L’effort de guerre et la conscription
Le Canada a besoin de soldats. On ouvre partout de bureaux où on accepte les volontiers. Au milieu du mois de décembre 1939, un premier contingent arrive en Angleterre. On soumet ces recrues à un entraînement intensif et, dès l’été, elles sont prêtes à se battre.
L’industrie canadienne se met en marche. Il faut bien fournir aux soldats habits et chaussures. Les hommes étant partis pour la guerre, on fait appel aux femmes pour prendre la relève dans l’industrie. On accepte de changer la loi qui interdit aux femmes de travailler la nuit. Plusieurs d’entre elles besognent dans les manufactures 12 heures par jour.
La conscription
Au printemps 1940, les troupes allemandes avancent en Europe et envahissent le Danemark, la Norvège, la Belgique, la Hollande et le Luxembourg.
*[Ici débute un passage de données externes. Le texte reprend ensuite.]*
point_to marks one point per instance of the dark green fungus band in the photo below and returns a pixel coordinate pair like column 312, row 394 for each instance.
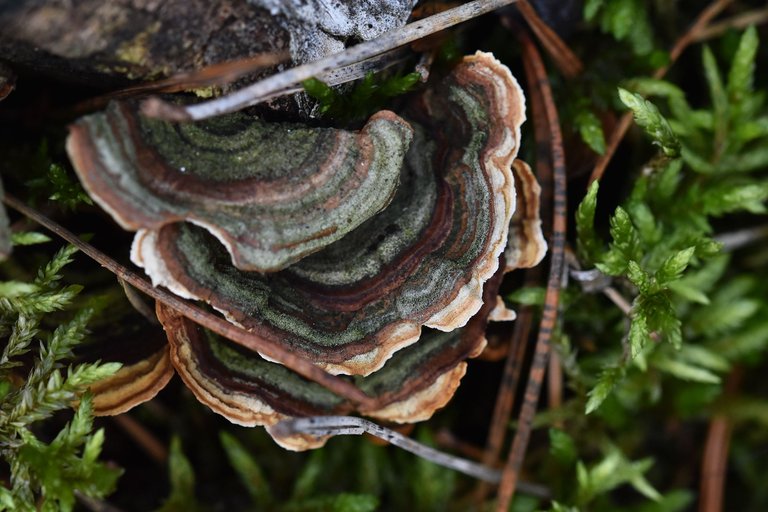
column 246, row 389
column 422, row 261
column 270, row 192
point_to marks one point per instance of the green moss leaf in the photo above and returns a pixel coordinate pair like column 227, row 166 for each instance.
column 648, row 117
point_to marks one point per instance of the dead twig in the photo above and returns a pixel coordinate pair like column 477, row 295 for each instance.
column 566, row 61
column 682, row 43
column 350, row 425
column 505, row 397
column 266, row 347
column 279, row 83
column 537, row 79
column 714, row 462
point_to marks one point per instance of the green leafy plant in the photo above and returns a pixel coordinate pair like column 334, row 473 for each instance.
column 47, row 475
column 365, row 97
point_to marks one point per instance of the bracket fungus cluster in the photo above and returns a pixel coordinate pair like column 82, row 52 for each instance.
column 375, row 254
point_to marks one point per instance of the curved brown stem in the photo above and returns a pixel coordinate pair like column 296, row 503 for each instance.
column 537, row 79
column 208, row 320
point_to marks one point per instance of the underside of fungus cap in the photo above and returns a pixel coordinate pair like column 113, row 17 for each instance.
column 422, row 261
column 146, row 366
column 270, row 192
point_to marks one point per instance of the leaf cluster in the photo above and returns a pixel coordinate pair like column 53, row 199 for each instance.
column 664, row 230
column 47, row 475
column 368, row 95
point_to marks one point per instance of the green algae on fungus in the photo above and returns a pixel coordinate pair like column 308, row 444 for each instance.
column 422, row 261
column 249, row 390
column 401, row 301
column 271, row 192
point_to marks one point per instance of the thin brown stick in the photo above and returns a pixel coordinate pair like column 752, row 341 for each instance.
column 149, row 443
column 714, row 462
column 215, row 74
column 682, row 43
column 537, row 78
column 268, row 348
column 566, row 61
column 505, row 397
column 738, row 22
column 280, row 82
column 555, row 384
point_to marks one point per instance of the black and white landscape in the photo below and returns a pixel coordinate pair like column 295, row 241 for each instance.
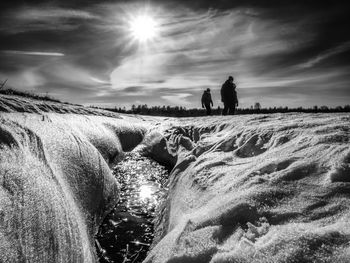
column 88, row 175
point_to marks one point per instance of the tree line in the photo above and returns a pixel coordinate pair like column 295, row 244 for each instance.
column 179, row 111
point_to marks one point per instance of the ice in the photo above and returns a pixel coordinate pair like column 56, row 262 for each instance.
column 56, row 184
column 258, row 188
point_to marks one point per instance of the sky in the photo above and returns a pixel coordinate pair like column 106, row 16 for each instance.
column 281, row 53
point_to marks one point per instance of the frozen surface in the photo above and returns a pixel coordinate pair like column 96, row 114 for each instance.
column 257, row 188
column 254, row 188
column 56, row 184
column 12, row 103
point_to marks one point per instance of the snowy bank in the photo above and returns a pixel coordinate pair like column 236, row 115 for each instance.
column 13, row 103
column 56, row 185
column 257, row 188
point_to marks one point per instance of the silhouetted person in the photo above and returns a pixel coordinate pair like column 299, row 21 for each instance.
column 229, row 96
column 207, row 101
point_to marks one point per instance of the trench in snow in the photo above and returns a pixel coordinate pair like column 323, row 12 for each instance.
column 127, row 231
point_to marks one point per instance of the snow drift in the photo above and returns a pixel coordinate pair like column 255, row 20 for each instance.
column 254, row 188
column 56, row 185
column 257, row 188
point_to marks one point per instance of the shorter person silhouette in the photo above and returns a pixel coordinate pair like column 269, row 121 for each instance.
column 229, row 96
column 207, row 101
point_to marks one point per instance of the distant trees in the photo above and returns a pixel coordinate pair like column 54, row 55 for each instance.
column 257, row 106
column 179, row 111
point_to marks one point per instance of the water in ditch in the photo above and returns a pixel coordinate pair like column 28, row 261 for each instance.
column 127, row 232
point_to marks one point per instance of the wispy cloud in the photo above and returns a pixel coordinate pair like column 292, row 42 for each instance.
column 325, row 55
column 178, row 99
column 32, row 53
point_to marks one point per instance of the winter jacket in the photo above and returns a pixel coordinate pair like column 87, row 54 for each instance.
column 228, row 93
column 206, row 98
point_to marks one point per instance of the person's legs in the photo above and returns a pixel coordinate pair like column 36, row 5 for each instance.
column 224, row 111
column 208, row 109
column 232, row 109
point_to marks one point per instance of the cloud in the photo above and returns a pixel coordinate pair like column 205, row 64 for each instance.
column 325, row 55
column 32, row 53
column 43, row 18
column 178, row 99
column 81, row 51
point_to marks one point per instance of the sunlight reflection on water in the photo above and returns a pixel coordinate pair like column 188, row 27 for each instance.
column 127, row 232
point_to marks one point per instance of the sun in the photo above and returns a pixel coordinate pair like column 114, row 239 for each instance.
column 143, row 28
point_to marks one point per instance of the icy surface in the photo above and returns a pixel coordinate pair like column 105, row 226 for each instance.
column 258, row 188
column 254, row 188
column 56, row 184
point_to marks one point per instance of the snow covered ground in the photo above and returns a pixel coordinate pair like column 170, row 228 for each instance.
column 258, row 188
column 253, row 188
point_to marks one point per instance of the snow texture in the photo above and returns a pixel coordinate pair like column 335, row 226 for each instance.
column 257, row 188
column 253, row 188
column 56, row 184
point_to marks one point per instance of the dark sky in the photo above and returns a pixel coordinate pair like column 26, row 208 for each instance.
column 281, row 53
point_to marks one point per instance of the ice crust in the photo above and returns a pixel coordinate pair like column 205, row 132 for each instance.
column 257, row 188
column 253, row 188
column 56, row 184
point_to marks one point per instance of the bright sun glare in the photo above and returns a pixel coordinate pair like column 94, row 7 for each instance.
column 143, row 28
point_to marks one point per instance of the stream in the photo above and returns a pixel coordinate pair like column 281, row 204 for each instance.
column 127, row 232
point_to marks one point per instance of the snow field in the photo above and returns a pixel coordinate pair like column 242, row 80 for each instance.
column 258, row 188
column 56, row 185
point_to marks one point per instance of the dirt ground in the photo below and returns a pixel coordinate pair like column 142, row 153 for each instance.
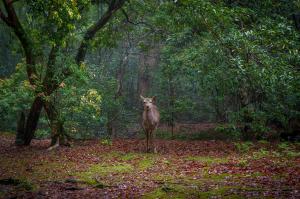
column 121, row 169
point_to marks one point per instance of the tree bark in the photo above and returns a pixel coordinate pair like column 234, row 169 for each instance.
column 32, row 120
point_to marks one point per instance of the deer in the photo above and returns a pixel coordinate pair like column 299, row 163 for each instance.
column 150, row 120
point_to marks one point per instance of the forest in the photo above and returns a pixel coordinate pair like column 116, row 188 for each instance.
column 149, row 99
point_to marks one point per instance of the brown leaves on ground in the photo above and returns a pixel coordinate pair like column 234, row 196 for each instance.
column 181, row 169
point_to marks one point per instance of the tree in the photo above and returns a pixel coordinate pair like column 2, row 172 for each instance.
column 61, row 25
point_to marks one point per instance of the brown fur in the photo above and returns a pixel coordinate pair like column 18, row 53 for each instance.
column 150, row 120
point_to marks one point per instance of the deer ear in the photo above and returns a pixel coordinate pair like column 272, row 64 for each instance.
column 154, row 99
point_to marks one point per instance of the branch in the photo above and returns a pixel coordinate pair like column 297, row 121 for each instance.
column 135, row 23
column 26, row 43
column 92, row 30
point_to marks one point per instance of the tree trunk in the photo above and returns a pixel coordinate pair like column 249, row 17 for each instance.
column 20, row 130
column 32, row 120
column 58, row 135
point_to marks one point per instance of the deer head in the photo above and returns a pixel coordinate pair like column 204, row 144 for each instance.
column 148, row 102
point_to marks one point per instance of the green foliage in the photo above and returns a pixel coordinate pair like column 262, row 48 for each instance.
column 16, row 94
column 243, row 147
column 230, row 129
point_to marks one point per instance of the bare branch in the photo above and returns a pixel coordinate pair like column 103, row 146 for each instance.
column 92, row 30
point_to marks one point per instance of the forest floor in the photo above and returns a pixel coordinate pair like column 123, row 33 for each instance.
column 180, row 169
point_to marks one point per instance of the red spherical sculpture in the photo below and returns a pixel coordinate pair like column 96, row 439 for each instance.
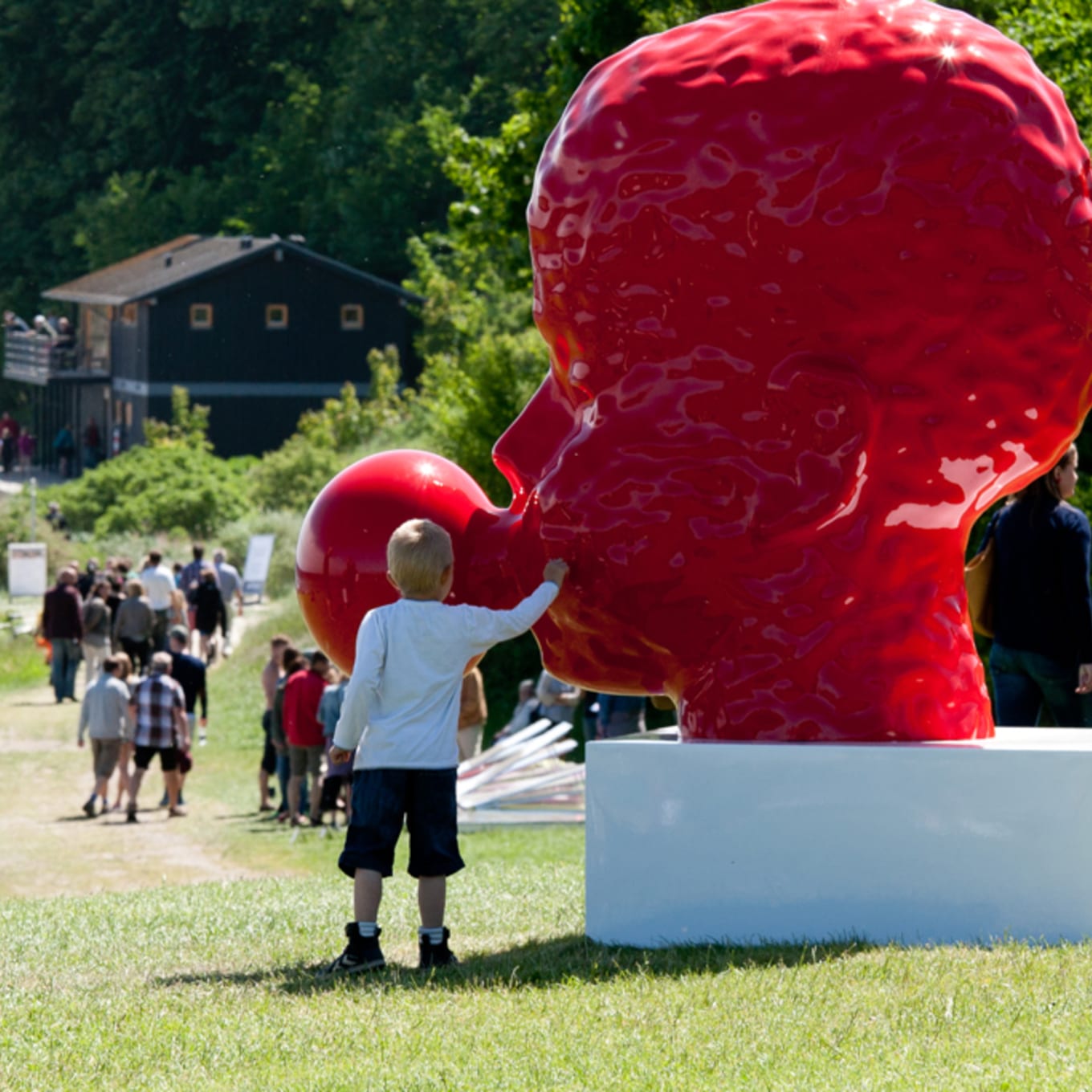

Le 14 juin 1040, la France signe l’armistice. Le 18, King demande que le service militaire devienne obligatoire au Canada. Il promet cependant que les nouveaux effectifs seront attachés à la défense du territoire canadien. C’est ici que Camillien Houde, maire de Montréal, va faire une déclaration devenue historique. Le 2 août 1940, il dit devant les journalistes : « Je me déclare péremptoirement contre l’enregistrement national qui est sans aucune équivoque une mesure de conscription… Et je demande à la population de ne pas s’y conformer… Quelques jours plus tard, il est arrêté et expédié au camp d’internement de Petawawa.
Les soldats manquent. En 1942, la pression augmente. À Ottawa, on regrette la promesse de ne pas recourir à la conscription. Au début d’avril, King fait adopter un projet de plébiscite pancanadien pour demander à la population de le délier de sa promesse. La consultation a lieu le 27 avril. La question : « Consentez-vous à libérer le gouvernement de toute obligation résultant d’engagements antérieurs restreignant les méthodes de mobilisation pour le service militaire? « Le Québec vote non NON à 71,2%; le reste du Canada, OUI à 80%.
La conscription sera donc décrétée. On en retarde toutefois le moment. Durant la campagne plébiscitaire, des Québécois mettront sur pied la Ligue pour la défense du Canada, qui exhorte la population à voter non. Le premier ministre Godbout mange ses pas. « Qui peut affirmer que demain le Canada ne sera pas la première victime d’Hitler? Qui peut dire que demain, nos femmes et nos enfants ne seront pas les victimes comme l’ont été les femmes et les enfants des pays envahis? Véritablement, ce dernier effort doit être fait pour gagner la guerre. » Il demande de voter oui. Il ajoute : « Si demain, M. King me commande de traverser en Europe pour être cireur de bottes des soldats, j’irai joyeusement. » Il est bon de rappeler que le cardinal Villeneuve ne se gênera pas pour lancer un appel à la guerre sainte.
En effet, le danger augmente. En mai 1942, des sous-marins allemands rôdent dans les eaux du Saint-Laurent. Un bâtiment est coulé dans le golfe. À Gaspé, trois navires subissent le même sort. On rapporte qu’en 1942 les U-Boats allemands ont détruit 19 cargos canadiens et deux bâtiments de guerre. En août 1943, King, Roosevelt et Churchill se réunissent au Château Frontenac, à Québec. Il est question de l’offensive alliée en Italie et du débarquement en Normandie. En 1944, c’est la conscription. King convoque une réunion spéciale du Parlement, qui débute le 22 novembre; le décret qui autorise l’envoi de conscrits en Europe est voté. Trois députés libéraux canadiens-français quittent le Parti libéral et un ministre démissionne. C’est le général Andrew George Latta McNaughton qui, constatant les pertes énormes subies en France au cours des mois précédents, demande l’envoi d’au moins 16 mille soldats.
Cette guerre, qui prend fin le 7 mai 1945 à 11 heures 45, aura des répercussions énormes sur la vie politique canadienne. On assistera à la formation de nouveaux partis politiques et chez nous, au Québec, à la remontée de l’Union nationale de Maurice Duplessis.
(Source : Marcel Tessier raconte, chroniques d’histoire, Éditions de l’homme, 2000. Tome 1).